3

I've noticed something weird:

Y=""
echo ${Y:-"\n"}
echo "${Y:-"\n"}"

prints

\n
n

Why is the second line n, not \n? Is this a bug?

It looks as if Bash parsed this as a concatenation of two quoted strings with an unquoted string in between ("${Y:-" and \n and "}") but this doesn't seem to be the case since the commands

echo $(echo "\n")
echo "$(echo "\n")"
echo "${Y:-"'\n'"}"

output

\n
\n
'n'

I'm using GNU bash, version 4.3.11.

Jaan
  • 2,220
  • 20
  • 17
  • you have created an excellent base-line test of `echo`'s interaction with the shell's quoting. I would expect the same results in every bourne-shell derived shell (bash/dash/ash/ksh/zsh and maybe even [t]csh). Everything is working as designed ;-) . Good luck. – shellter Jun 10 '16 at 16:25
  • 1
    I think the fact that I'm using echo doesn't matter here, does it? As I understand, in these examples Bash evaluates the argument of echo to either the 2-byte string \n or the 1-byte string n or the 3-byte string 'n', and echo doesn't do anything with these strings than just print them. – Jaan Jun 10 '16 at 16:37
  • 1
    Is there a document that says that "${Y:-"\n"}" should be evaluated to n but ${Y:-"\n"} to \n? It's very counterintuitive, since people usually put quotes around parameter expansions to avoid any transformations by the shell. – Jaan Jun 10 '16 at 16:41
  • 1
    @shellter Except that isn't what `dash` outputs. In both cases, it outputs a newline, not `\n` or `n`. – chepner Jun 10 '16 at 18:27
  • @chepner Because dash's echo interprets backslash sequences by default, unlike bash's echo. Try `printf '%s' string` instead. – MichalH Jun 10 '16 at 18:37
  • 1
    @Mike I know. That's why I would expect a literal newline in both cases in `dash`, which is what it produces. – chepner Jun 10 '16 at 18:44
  • @chepner : Thanks for the correction! Good luck to all. – shellter Jun 10 '16 at 18:44

3 Answers3

3

I suspect there is a bug in the handling of the word following :- (in fact, I seem to recall reading something about this, but I can't recall where).

If the value is not quoted, I get results I would expect...

$ echo ${Y:-\n}
n
$ echo "${Y:-\n}"
\n

This is also the result you get in dash (ignoring the fact that dash actually produces a literal newline since POSIX mandates that echo should process escaped characters, something bash only does if you use the non-standard -e option.)

In this example, quoting the default value preserves the backslash.
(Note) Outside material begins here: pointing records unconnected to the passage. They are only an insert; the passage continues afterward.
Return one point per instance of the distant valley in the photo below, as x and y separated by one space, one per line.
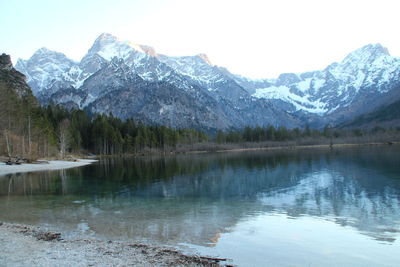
134 81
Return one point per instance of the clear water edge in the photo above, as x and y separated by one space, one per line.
282 208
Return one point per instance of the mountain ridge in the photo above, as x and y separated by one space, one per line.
310 98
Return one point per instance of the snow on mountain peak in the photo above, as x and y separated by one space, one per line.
366 54
205 58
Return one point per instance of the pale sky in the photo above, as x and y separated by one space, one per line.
253 38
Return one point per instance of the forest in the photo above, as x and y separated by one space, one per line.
30 131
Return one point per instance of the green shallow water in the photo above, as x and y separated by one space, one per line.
336 207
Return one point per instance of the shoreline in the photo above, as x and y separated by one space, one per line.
24 245
45 166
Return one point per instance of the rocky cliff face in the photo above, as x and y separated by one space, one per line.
131 80
13 79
As the result of the parameter expansion produces the backslash, quote removal does not remove it.

$ echo ${Y:-"\n"}   # Equivalent to echo "\n", so the output makes sense
\n

There doesn't seem to be any reason for bash to behave different in this final example just because the entire parameter expansion is being quoted. It is almost as if quote removal is being applied twice, once to remove the outer double quotes and again to incorrectly remove the backslash.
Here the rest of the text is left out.